6. Il résulte de tout ce qui précède, et sans qu’il soit besoin d’examiner les autres moyens de la requête, que Mme B… est fondée à demander l’annulation de l’arrêté du 1er décembre 2025.
Sur les conclusions aux fins d’injonction et d’astreinte :
7. Eu égard au motif d’annulation retenu au point 5, le présent jugement implique nécessairement que le préfet de police délivre à Mme B…, en application des stipulations du 7 de l’article 6 de l’accord franco-algérien du 27 décembre 1968, un certificat de résidence portant la mention « vie privée et familiale ». Il y a donc lieu d’enjoindre au préfet de police de procéder à la délivrance de ce titre de séjour dans le délai de deux mois à compter de la notification du présent jugement.
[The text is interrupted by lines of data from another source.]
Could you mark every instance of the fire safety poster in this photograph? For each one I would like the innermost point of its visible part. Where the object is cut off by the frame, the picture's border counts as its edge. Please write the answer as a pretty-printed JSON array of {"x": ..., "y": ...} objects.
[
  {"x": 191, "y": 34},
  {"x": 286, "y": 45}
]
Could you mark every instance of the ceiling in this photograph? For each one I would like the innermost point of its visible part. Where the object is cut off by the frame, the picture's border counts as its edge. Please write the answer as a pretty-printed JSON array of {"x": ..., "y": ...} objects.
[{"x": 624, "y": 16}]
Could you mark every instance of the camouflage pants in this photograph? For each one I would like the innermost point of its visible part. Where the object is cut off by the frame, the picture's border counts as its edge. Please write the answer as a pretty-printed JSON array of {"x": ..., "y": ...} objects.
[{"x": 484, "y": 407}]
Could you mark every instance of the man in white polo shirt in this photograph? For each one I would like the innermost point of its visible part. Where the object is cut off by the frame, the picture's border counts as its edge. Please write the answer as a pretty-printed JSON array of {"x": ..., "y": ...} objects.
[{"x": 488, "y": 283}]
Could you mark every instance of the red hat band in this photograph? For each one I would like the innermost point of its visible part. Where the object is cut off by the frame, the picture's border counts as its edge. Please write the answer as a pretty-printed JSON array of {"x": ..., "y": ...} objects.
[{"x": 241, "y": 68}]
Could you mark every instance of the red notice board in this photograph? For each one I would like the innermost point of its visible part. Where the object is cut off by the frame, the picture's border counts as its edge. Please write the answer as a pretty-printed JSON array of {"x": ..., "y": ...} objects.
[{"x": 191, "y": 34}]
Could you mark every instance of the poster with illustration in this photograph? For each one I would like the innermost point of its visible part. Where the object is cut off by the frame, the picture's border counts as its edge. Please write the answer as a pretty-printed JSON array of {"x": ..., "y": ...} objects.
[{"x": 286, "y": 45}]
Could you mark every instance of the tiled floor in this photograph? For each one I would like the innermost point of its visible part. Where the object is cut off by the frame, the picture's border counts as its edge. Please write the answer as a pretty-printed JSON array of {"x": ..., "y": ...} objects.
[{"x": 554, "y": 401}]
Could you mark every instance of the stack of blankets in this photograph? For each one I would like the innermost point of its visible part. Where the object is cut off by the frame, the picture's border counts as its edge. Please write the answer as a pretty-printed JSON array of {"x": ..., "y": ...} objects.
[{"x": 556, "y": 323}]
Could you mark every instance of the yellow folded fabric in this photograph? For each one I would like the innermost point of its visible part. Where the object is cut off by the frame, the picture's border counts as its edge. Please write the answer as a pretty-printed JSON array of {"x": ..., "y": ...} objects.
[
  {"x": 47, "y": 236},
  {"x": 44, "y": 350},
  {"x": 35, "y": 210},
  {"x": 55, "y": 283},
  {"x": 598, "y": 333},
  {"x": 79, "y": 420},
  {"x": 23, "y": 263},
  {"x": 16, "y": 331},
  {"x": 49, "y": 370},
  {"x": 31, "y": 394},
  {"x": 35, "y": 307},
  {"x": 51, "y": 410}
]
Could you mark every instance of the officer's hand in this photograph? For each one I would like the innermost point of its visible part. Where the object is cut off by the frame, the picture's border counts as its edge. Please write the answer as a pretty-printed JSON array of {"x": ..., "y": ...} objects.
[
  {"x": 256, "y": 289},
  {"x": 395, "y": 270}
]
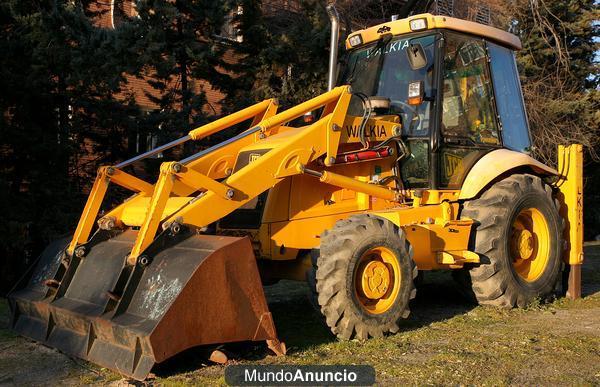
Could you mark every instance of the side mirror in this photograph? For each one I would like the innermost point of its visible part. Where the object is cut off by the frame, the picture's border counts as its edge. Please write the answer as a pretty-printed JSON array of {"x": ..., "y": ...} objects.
[{"x": 416, "y": 56}]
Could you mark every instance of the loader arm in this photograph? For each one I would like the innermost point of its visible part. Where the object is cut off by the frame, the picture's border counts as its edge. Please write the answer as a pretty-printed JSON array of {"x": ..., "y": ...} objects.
[
  {"x": 215, "y": 167},
  {"x": 283, "y": 157}
]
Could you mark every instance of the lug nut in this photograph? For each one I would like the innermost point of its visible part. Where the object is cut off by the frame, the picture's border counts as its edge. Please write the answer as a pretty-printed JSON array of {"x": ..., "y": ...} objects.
[
  {"x": 175, "y": 228},
  {"x": 143, "y": 261},
  {"x": 80, "y": 252}
]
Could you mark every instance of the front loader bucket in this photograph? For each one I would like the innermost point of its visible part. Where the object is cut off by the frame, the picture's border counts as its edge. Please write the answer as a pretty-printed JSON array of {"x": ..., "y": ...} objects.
[{"x": 199, "y": 290}]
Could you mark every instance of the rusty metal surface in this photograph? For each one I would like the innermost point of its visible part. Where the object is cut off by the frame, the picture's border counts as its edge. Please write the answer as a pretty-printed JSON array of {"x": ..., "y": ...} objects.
[{"x": 196, "y": 290}]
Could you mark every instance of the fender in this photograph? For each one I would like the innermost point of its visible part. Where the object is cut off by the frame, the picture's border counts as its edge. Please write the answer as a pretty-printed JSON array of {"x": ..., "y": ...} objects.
[{"x": 495, "y": 164}]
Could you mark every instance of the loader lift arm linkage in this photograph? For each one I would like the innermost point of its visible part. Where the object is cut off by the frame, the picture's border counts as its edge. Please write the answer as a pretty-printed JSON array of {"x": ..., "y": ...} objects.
[{"x": 194, "y": 173}]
Il n’y a pas lieu, en revanche, d’assortir cette injonction d’une astreinte.
Sur les frais liés au litige :
8. Il y a lieu, dans les circonstances de l’espèce, de mettre à la charge de l’Etat la somme de 1 200 euros à verser à Mme B… au titre des frais exposés par elle et non compris dans les dépens.
D E C I D E :
Article 1er : L’arrêté du 1er décembre 2025 du préfet de police est annulé.
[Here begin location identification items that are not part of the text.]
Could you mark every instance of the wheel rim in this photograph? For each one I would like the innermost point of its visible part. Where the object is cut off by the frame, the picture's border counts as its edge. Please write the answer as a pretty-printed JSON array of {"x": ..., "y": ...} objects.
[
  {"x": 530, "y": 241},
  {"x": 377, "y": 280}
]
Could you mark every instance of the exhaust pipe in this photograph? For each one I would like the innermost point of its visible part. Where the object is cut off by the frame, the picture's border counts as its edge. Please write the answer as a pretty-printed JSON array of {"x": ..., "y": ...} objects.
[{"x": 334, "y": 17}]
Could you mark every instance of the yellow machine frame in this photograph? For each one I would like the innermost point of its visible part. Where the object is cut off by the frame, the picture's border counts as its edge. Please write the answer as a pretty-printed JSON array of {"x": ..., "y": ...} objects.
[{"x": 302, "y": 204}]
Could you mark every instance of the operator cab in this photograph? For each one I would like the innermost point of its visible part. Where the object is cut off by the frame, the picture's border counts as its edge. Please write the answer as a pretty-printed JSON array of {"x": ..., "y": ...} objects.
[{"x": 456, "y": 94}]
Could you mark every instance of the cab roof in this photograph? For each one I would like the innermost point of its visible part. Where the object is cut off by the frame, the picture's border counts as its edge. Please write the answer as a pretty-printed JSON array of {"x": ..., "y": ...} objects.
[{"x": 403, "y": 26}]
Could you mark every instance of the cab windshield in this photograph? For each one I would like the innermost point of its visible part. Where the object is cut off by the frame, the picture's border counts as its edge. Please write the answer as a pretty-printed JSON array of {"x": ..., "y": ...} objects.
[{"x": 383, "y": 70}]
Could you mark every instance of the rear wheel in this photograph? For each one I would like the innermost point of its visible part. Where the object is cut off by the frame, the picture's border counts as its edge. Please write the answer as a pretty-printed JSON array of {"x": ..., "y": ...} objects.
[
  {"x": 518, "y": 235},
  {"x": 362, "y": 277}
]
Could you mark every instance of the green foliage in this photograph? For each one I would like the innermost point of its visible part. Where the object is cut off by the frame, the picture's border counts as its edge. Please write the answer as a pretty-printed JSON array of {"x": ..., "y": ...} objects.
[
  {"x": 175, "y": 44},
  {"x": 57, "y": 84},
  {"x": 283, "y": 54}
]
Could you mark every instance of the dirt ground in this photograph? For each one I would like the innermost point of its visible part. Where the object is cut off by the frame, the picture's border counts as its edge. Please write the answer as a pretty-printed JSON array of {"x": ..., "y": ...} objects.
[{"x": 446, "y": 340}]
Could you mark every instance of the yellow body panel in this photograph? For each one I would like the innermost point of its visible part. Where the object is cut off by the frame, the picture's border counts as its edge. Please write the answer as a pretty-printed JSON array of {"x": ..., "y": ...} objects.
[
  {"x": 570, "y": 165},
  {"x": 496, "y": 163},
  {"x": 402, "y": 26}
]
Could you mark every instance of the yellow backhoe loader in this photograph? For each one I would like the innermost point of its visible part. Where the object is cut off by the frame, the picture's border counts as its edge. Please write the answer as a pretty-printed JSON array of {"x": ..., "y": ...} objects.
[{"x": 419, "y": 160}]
Article 2 : Il est enjoint au préfet de police de délivrer à Mme B… un certificat de résidence portant la mention « vie privée et familiale » dans le délai de deux mois à compter de la notification du présent jugement.
Article 3 : L’Etat versera à Mme B… la somme de 1 200 euros au titre des dispositions de l’article L. 761-1 du code de justice administrative.
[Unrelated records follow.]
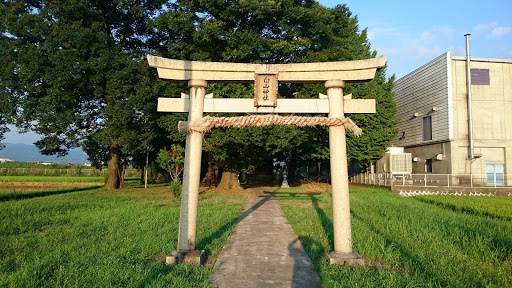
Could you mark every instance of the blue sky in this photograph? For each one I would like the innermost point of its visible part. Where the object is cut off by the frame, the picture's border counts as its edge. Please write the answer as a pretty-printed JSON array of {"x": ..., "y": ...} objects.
[{"x": 411, "y": 33}]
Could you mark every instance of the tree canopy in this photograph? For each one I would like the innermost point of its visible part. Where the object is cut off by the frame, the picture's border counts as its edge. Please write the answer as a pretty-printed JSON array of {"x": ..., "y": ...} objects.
[
  {"x": 278, "y": 32},
  {"x": 75, "y": 72}
]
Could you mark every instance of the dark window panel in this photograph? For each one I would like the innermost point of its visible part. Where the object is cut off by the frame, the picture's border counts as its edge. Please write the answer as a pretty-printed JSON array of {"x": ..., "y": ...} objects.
[{"x": 480, "y": 77}]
Article 4 : Le surplus des conclusions de la requête de Mme B… est rejeté.
Article 5 : Le présent jugement sera notifié à Mme A… B… et au préfet de police.
Délibéré après l’audience du 12 mai 2026, à laquelle siégeaient :
- M. d’Haëm, président,
- M. Martin-Genier, premier conseiller,
- M. Hémery, premier conseiller.
Rendu public par mise à disposition au greffe le 1er juin 2026.
Le président-rapporteur,
Signé
R. d’Haëm
L’assesseur le plus ancien,
Signé
P. MARTIN-GENIER
La greffière,
Signé
A. HEERALALL
La République mande et ordonne au préfet de police en ce qui le concerne ou à tous commissaires de justice à ce requis en ce qui concerne les voies de droit commun contre les parties privées, de pourvoir à l’exécution de la présente décision.